Every bill creates winners and losers. Here's who stands to gain and who bears the cost.

Who Benefits

  • Consumer and public‑interest advocates — The at‑large seat’s statutory public‑advocacy background and the emphasis on rate affordability increase institutional access for consumer‑focused viewpoints within the commission and supply more legislative ammunition for advocacy.
  • Legislators and legislative staff — Faster, standardized post‑decision reporting and more detailed timeliness metrics give committees actionable information to evaluate rates, hold oversight hearings, and ask targeted follow‑ups.
  • Regional communities (Northern California, Central Valley, Southern California) — The candidate‑pool and district‑seat requirements elevate the likelihood that commissioners will have residential ties to and familiarity with region‑specific utility issues.
  • Ratepayers concerned about bill increases — The new transparency requirements make it easier to see what evidence supported rate increases and to track a utility’s rate history over a decade, aiding public scrutiny.

Who Bears the Cost

  • Governor’s appointment staff — They must identify and recruit candidates based on geographic residency rules, label appointments to specific seat types, and manage a more prescriptive candidate pool requirement.
  • CPUC staff — The agency must assemble more granular annual timeliness metrics and produce 15‑day post‑decision packets, increasing staff time, record‑summarization work, and potential redaction review for confidential materials.
  • Utilities in ratesetting cases — Utilities will face faster legislative reporting of their evidentiary justifications and may need to prepare concise summaries suitable for public release and possible legislative scrutiny.
  • Small CPUC‑regulated entities and intervenors — Faster reporting and heightened oversight could increase procedural demands on smaller parties that must respond to inquiries or supplement records in a compressed timeframe.

Key Issues

The Core Tension

The central dilemma is between institutionalizing regional and public‑interest representation and increasing legislative transparency on one hand, and preserving appointment flexibility, technical expertise, confidentiality protections, and administrative capacity on the other; the bill resolves the first two objectives by prescription but creates friction with the latter through tight deadlines and new, underfunded reporting duties.

The bill uses a blunt geographic hook — the four Board of Equalization districts as of a fixed date — to achieve regional representation. That choice simplifies enforcement but may misalign with utility service territories and local governance boundaries, producing commissioners who live in a named district but lack direct familiarity with certain utilities or system characteristics in that district.

The statute requires the Governor to indicate whether an appointment fills a district seat or the at‑large seat, but it does not define what it means for a commissioner to “represent” a geographic location or set any residency duration or other enforcement mechanism beyond the initial residence requirement for candidate pools.

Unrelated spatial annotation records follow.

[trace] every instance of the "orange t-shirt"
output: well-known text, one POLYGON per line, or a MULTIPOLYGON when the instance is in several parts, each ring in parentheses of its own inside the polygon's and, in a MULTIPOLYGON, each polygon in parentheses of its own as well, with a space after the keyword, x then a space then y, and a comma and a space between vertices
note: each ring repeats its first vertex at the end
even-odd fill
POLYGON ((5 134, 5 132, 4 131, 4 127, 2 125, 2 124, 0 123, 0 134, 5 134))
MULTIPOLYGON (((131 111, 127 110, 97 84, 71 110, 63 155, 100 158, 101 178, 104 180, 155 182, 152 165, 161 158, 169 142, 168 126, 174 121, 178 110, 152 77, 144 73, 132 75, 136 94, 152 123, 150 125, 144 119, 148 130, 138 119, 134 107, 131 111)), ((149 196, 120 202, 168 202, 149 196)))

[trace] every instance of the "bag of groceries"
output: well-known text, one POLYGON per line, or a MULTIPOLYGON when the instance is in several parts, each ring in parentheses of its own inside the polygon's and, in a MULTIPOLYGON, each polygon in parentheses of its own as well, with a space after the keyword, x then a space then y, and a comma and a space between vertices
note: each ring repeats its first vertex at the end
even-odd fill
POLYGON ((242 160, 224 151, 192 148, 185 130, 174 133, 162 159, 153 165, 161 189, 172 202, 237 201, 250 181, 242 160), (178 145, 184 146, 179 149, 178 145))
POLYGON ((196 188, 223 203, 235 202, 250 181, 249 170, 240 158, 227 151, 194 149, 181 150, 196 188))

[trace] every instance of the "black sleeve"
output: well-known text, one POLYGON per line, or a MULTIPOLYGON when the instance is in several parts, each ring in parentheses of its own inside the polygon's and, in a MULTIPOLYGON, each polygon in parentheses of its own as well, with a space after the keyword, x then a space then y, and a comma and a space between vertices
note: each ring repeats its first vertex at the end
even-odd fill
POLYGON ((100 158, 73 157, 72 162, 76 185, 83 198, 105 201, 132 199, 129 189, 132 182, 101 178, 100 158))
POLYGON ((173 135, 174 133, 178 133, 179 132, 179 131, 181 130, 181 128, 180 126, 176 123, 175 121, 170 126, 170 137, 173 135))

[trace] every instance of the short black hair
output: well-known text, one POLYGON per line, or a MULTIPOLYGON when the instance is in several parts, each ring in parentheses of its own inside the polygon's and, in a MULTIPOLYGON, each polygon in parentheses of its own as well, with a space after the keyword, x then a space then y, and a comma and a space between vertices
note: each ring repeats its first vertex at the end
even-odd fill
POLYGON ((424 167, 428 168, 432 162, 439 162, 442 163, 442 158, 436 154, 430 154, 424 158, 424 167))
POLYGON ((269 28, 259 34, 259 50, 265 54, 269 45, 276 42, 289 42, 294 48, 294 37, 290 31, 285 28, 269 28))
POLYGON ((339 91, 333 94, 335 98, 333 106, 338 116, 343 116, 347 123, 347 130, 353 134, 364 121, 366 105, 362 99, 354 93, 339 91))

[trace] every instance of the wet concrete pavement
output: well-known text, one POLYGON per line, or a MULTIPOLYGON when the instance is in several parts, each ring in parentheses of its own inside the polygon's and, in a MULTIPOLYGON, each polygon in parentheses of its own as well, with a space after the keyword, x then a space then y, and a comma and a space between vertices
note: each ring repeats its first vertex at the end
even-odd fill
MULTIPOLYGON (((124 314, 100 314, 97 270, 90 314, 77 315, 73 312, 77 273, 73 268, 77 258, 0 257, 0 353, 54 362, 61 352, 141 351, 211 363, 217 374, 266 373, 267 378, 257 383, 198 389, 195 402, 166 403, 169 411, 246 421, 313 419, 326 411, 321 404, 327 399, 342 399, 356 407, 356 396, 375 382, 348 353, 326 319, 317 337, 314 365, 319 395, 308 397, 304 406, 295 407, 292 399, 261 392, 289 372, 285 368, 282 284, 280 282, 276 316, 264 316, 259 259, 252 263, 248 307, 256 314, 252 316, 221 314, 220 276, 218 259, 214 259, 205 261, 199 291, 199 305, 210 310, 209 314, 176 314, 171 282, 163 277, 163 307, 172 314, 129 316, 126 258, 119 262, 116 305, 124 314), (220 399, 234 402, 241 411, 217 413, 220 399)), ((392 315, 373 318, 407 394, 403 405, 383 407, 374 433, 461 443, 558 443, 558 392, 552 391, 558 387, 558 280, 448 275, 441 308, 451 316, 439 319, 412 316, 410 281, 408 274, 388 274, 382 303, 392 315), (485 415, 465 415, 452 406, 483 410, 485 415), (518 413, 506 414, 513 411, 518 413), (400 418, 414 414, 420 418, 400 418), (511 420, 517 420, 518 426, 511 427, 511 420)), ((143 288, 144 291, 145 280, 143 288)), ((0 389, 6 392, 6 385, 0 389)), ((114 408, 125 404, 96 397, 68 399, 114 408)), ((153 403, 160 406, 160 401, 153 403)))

On transparency, the 15‑day post‑decision deadline forces rapid distillation of voluminous evidentiary records and legal reasoning into a short Legislature‑facing report. That timeline raises two implementation risks: (1) the CPUC may need to choose between issuing a quick, high‑level summary that omits nuance or consuming significant staff resources to craft fuller explanations, and (2) utilities may need to consent to or contest the release of material they claim is confidential business information.

The bill does not create a specific process for handling confidentiality disputes tied to the 15‑day packet or provide sanctions for missed reporting timelines, leaving procedural gaps for counsel and staff to navigate.

Finally, greater legislative visibility into ratesetting decisions and missed deadlines increases the prospects of political pressure on substantive regulatory choices. The commission will receive closer scrutiny, which can be healthy for accountability but may also encourage defensive drafting, more conservative decision‑making to avoid headlines, or increased litigation over procedural minutiae.

The bill adds responsibilities without dedicating funding or staffing, producing a realistic risk that the CPUC or parties will need to reallocate resources to comply with the new requirements.